By Paul McBeth
The New Zealand dollar gained as a string of relatively upbeat economic data across Asia saw a continued sell-off in the US dollar, which had been triggered during Northern Hemisphere trading on weaker US housing and industrial data.
The kiwi rose to 66.18 US cents at 5pm in Wellington from 65.82 cents at 8am and 65.38 cents yesterday. The trade-weighted index advanced to 71.98 from 71.30 yesterday.
Traders started paring back their long positions on the greenback after US house sales and two regional manufacturing gauges missed expectations.
That continued into the Asian session, with New Zealand terms of trade and property value figures largely matching market expectations, while Chinese indicators continued to show the world's second-biggest economy shifting to service-based growth from manufacturing.
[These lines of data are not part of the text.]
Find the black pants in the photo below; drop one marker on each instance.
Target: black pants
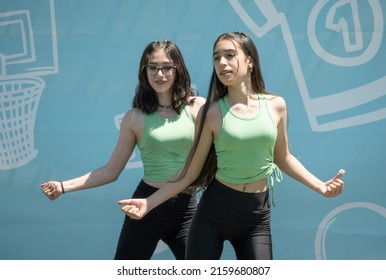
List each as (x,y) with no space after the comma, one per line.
(226,214)
(168,222)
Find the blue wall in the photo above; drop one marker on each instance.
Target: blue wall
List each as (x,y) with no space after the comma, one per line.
(68,70)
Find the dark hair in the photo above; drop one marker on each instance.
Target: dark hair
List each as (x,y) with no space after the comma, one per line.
(218,90)
(145,97)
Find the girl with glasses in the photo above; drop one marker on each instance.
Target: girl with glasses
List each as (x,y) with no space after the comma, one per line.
(161,124)
(240,147)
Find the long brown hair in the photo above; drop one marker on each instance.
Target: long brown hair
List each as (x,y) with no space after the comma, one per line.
(145,97)
(216,91)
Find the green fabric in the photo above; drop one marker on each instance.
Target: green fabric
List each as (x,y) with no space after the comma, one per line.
(245,145)
(165,144)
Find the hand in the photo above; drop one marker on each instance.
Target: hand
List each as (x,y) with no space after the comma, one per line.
(52,189)
(134,208)
(334,187)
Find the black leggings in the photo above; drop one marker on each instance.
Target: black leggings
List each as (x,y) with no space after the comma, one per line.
(226,214)
(168,222)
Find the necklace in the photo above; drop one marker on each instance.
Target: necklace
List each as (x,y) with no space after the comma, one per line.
(164,107)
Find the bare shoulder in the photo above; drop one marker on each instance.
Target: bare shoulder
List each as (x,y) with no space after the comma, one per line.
(276,102)
(133,119)
(196,105)
(198,101)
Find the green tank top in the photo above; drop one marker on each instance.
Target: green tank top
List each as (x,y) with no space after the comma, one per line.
(245,145)
(165,144)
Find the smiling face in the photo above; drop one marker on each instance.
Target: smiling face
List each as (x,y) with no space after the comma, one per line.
(230,63)
(160,82)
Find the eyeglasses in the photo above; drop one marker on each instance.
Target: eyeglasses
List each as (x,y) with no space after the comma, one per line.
(153,70)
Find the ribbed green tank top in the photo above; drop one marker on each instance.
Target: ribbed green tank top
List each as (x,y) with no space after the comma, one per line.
(245,145)
(165,144)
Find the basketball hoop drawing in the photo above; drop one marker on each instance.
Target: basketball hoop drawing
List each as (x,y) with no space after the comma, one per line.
(20,84)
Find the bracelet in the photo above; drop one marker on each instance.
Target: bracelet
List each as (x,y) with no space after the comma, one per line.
(61,184)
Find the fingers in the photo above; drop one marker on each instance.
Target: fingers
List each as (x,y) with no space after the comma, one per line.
(340,174)
(132,211)
(124,202)
(50,190)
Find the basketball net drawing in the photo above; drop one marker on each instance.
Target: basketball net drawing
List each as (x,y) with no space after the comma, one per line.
(23,60)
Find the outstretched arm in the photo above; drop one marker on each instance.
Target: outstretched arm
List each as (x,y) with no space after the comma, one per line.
(105,174)
(292,166)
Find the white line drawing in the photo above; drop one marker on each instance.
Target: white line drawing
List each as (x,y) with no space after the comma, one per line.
(336,102)
(320,239)
(20,83)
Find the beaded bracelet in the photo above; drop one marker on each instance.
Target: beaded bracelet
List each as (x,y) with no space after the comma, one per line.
(61,184)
The local currency fell to 91.04 Australian cents from 91.33 cents immediately before the Reserve Bank of Australia's monetary policy review, which kept the target cash rate at 2 percent. It was little changed from 90.94 cents yesterday.
Traders will be watching US manufacturing data today in the US, with non-farm payrolls the key event on Friday ahead of the US Federal Reserve's policy review on December 16.
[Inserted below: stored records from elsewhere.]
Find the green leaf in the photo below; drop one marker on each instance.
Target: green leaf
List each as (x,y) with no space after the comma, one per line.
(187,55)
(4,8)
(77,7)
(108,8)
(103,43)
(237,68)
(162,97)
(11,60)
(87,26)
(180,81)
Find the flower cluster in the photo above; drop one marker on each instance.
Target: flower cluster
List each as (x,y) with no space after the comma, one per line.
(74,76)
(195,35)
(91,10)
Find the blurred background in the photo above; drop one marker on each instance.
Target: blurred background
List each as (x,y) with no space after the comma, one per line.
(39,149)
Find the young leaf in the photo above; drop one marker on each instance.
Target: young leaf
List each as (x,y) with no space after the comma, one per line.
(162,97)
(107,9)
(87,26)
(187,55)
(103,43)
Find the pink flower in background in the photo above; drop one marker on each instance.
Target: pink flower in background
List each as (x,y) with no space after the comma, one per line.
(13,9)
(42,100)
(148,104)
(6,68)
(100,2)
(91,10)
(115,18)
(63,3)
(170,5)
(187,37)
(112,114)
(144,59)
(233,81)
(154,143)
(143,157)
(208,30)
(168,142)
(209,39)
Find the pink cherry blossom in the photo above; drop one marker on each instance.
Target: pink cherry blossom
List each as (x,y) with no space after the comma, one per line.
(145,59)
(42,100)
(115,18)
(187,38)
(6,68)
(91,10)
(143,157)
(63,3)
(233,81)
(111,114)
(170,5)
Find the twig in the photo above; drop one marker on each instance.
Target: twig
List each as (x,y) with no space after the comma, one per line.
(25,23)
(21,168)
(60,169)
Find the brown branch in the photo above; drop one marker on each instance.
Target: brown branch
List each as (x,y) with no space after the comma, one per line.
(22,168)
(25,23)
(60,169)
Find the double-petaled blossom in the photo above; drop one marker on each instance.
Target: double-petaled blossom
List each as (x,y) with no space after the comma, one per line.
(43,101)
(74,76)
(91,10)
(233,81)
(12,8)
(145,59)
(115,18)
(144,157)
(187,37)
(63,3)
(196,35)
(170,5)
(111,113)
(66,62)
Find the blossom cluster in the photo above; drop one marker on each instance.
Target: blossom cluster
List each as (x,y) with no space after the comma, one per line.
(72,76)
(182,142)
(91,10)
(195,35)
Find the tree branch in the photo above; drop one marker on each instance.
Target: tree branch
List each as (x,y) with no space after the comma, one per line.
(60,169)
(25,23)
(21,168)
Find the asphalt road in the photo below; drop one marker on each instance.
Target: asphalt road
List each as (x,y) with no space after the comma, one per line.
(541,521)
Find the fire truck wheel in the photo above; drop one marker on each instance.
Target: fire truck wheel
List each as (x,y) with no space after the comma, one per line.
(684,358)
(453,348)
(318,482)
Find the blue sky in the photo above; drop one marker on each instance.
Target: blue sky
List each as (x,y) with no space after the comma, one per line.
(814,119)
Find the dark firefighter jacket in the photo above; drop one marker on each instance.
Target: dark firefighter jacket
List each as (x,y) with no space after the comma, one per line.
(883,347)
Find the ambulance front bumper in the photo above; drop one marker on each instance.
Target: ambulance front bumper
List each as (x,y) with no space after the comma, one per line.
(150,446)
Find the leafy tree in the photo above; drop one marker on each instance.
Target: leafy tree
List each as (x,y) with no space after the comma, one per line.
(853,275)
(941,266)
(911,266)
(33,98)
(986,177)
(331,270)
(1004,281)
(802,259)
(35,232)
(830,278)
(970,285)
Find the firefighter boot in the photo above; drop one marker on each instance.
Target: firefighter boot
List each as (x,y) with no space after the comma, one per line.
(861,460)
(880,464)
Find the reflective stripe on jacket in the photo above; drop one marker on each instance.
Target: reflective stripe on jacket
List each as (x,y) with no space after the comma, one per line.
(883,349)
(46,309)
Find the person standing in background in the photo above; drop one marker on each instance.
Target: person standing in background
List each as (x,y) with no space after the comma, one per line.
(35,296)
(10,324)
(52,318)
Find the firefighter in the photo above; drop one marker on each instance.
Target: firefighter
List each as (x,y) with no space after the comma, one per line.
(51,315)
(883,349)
New Zealand's two-year swap rates increased one basis point to 2.72 percent and the 10-year swap advanced one basis point to 3.54 percent.
The kiwi rose to 4.2357 Chinese yuan from 4.1816 yuan yesterday after China's currency was added to the International Monetary Fund's group of reserve currencies.
The local currency climbed to 81.35 yen from 80.23 yen yesterday, and rose to 62.58 euro cents from 61.75 cents. It gained to 43.88 British pence from 43.50 pence.